Scotland

Ethnic 'inequalities' in Scottish mental health care

  • 16 July 2013
  • From the section Scotland
generic depressed woman
Image caption The study found big differences in the way different ethnic groups used mental health services

The number of people hospitalised in Scotland for mental health problems differs significantly between ethnic groups, research has found.

A team from Edinburgh University looked at hospital admissions for psychiatric, mood and psychotic disorders.

They said the findings suggested there were inequalities in the way mental health services were used by different ethnic groups.

The researchers called for a review of mental health services in Scotland.

The study, the first of its kind in Scotland, looked at hospital admissions for psychiatric disorders, mood disorders such as depression and psychotic disorders such as schizophrenia between 2001 and 2008.

The finding revealed that South Asian and Chinese people, in particular, were often very late into the system.

In most minority groups, people who went to hospital were shown to be significantly more likely to be treated under the mental health act.

'Social stigma'

Difficulties in diagnosing and treating mental illness among minority groups at an early stage could help explain the findings, the researchers said.
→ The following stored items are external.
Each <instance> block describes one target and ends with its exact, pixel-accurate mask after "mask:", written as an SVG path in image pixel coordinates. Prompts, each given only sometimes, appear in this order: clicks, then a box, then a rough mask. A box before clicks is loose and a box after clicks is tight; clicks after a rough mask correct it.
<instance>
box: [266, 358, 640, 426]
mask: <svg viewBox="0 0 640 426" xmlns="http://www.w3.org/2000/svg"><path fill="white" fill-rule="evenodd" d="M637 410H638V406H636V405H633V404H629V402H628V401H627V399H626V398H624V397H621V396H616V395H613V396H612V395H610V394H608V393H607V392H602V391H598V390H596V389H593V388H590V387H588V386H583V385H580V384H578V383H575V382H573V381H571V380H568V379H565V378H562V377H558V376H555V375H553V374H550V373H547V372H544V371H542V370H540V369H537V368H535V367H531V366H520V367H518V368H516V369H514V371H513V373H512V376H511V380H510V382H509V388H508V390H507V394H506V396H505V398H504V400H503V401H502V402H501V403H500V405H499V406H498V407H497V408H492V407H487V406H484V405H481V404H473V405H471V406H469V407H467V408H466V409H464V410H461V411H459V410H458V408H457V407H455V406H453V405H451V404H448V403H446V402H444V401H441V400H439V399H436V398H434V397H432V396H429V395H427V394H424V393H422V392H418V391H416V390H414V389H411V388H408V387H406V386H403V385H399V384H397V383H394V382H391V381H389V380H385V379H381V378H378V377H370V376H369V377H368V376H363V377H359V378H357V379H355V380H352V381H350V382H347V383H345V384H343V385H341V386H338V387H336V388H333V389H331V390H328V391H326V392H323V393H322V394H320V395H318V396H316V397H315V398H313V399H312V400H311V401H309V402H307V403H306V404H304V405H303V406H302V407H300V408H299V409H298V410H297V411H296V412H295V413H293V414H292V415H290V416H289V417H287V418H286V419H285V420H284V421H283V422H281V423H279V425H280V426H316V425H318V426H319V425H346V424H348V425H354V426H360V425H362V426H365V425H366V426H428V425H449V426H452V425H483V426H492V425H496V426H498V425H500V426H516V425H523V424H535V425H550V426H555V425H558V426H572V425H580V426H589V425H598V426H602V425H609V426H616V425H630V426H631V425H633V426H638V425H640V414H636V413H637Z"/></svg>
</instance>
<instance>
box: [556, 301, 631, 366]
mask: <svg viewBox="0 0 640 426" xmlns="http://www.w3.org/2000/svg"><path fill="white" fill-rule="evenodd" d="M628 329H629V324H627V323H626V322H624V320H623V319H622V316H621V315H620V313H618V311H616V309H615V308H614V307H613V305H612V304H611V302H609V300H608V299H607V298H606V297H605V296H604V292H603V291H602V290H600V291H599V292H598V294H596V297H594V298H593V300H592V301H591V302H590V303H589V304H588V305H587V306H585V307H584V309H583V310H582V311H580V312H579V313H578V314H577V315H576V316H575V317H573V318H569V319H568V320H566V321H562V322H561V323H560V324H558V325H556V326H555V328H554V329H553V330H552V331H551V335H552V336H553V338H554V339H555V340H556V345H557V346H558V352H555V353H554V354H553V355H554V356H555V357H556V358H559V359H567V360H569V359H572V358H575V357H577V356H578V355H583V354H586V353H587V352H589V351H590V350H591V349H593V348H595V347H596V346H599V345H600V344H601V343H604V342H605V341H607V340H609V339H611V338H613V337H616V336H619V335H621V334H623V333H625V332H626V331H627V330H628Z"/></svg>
A lack of awareness of the support services available and a reluctance to seek medical help due to social stigma in minority groups may also have contributed, they added.

They said services should be reviewed to ensure all ethnic groups have access to the best preventative care and treatment at an early stage.

Dr Narinder Bansal, of the university's Centre for Population Health Sciences, said: "Studying ethnic variations in psychiatric hospital admission enables us to identify and monitor inequalities in mental health care.

"We hope that this study will inform politicians and doctors' decisions about how treatment is best delivered and planned for, to ensure equal access to early care.

"It is vital that mental health services meet the needs of Scotland's culturally diverse population."

The study, which was published in the journal Ethnicity and Health, was supported by the Scottish government's Chief Scientist Office, NHS Health Scotland and the Mental Welfare Commission for Scotland.

Public Health Minister Michael Matheson said: "There are a range of reasons why some people may experience more difficulty than others in accessing mental health services.

"These can include being less likely to try to access services due to stigma or lack of understanding of the services available.

"However, the Scottish government is committed to ensuring that everybody who requires support for their mental health and wellbeing should receive the right care and treatment."